Cox DR (1970): The Analysis of Binary Data, 1st edition, section 4.4.London: Methuen.

Spiegelhalter DJ (1986):Probabilistic prediction in patient management.Stat in Med 5:421–433.

Rufibach K (2010):Use of Brier score to assess binary predictions. JClin Epi 63:938-939

Tjur T (2009):Coefficients of determination in logistic regressionmodels-A new proposal:The coefficient of discrimination. Am Statist63:366–372.

See Also

validate.lrm, lrm.fit, lrm,labcurve,wtd.stats, scat1d

Examples

# Fit logistic model on 100 observations simulated from the actual # model given by Prob(Y=1 given X1, X2, X3) = 1/(1+exp[-(-1 + 2X1)]),# where X1 is a random uniform [0,1] variable. Hence X2 and X3 are # irrelevant. After fitting a linear additive model in X1, X2,# and X3, the coefficients are used to predict Prob(Y=1) on a# separate sample of 100 observations. Note that data splitting is# an inefficient validation method unless n > 20,000.set.seed(1)n <- 200x1 <- runif(n)x2 <- runif(n)x3 <- runif(n)logit <- 2*(x1-.5)P <- 1/(1+exp(-logit))y <- ifelse(runif(n)<=P, 1, 0)d <- data.frame(x1,x2,x3,y)f <- lrm(y ~ x1 + x2 + x3, subset=1:100)pred.logit <- predict(f, d[101:200,])phat <- 1/(1+exp(-pred.logit))val.prob(phat, y[101:200], m=20, cex=.5) # subgroups of 20 obs.# Validate predictions more stringently by stratifying on whether# x1 is above or below the medianv <- val.prob(phat, y[101:200], group=x1[101:200], g.group=2)vplot(v)plot(v, flag=function(stats) ifelse( stats[,'ChiSq2'] > qchisq(.95,2) | stats[,'B ChiSq'] > qchisq(.95,1), '*', ' ') )# Stars rows of statistics in plot corresponding to significant# mis-calibration at the 0.05 level instead of the default, 0.01plot(val.prob(phat, y[101:200], group=x1[101:200], g.group=2), col=1:3) # 3 colors (1 for overall)# Weighted calibration curves# plot(val.prob(pred, y, group=age, weights=freqs))

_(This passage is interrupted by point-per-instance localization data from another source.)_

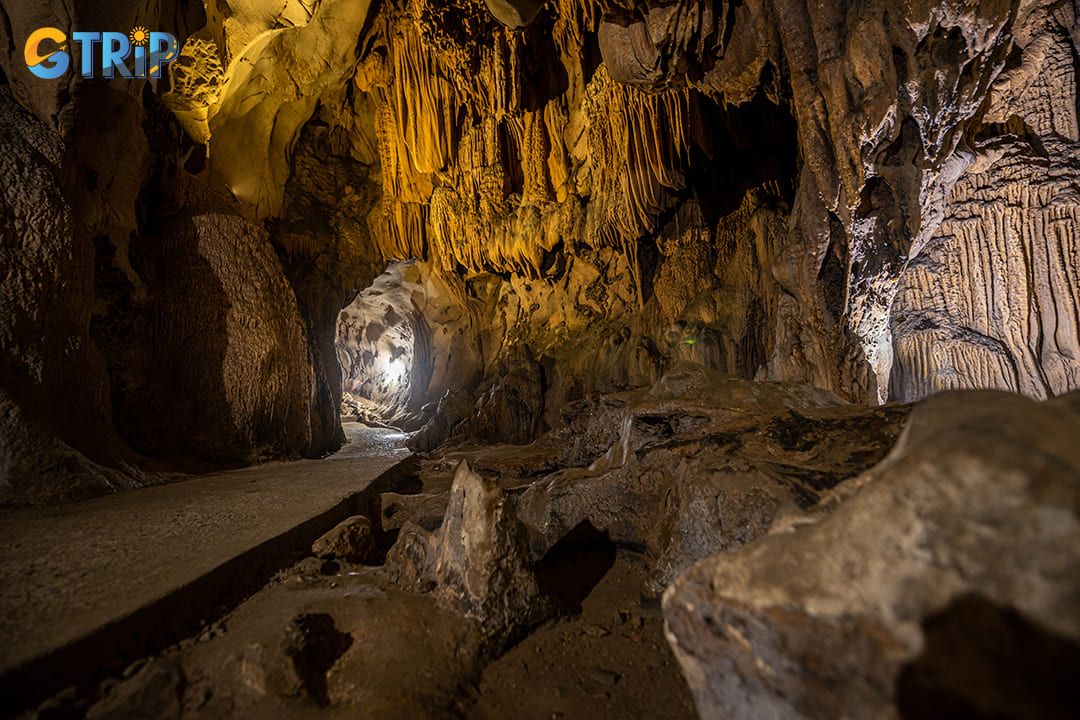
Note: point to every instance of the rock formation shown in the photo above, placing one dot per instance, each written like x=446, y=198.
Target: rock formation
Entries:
x=657, y=281
x=879, y=203
x=839, y=619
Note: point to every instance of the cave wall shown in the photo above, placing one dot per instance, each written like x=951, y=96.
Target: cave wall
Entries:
x=148, y=324
x=876, y=199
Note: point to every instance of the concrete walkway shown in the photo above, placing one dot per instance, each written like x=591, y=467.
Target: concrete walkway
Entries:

[Package rms version 6.7-1 Index]

R: Validate Predicted Probabilities (2024)
Top Articles
Latest Posts
Article information

Author: Francesca Jacobs Ret

Last Updated:

Views: 6450

Rating: 4.8 / 5 (68 voted)

Reviews: 91% of readers found this page helpful

Author information

Name: Francesca Jacobs Ret

Birthday: 1996-12-09

Address: Apt. 141 1406 Mitch Summit, New Teganshire, UT 82655-0699

Phone: +2296092334654

Job: Technology Architect

Hobby: Snowboarding, Scouting, Foreign language learning, Dowsing, Baton twirling, Sculpting, Cabaret

Introduction: My name is Francesca Jacobs Ret, I am a innocent, super, beautiful, charming, lucky, gentle, clever person who loves writing and wants to share my knowledge and understanding with you.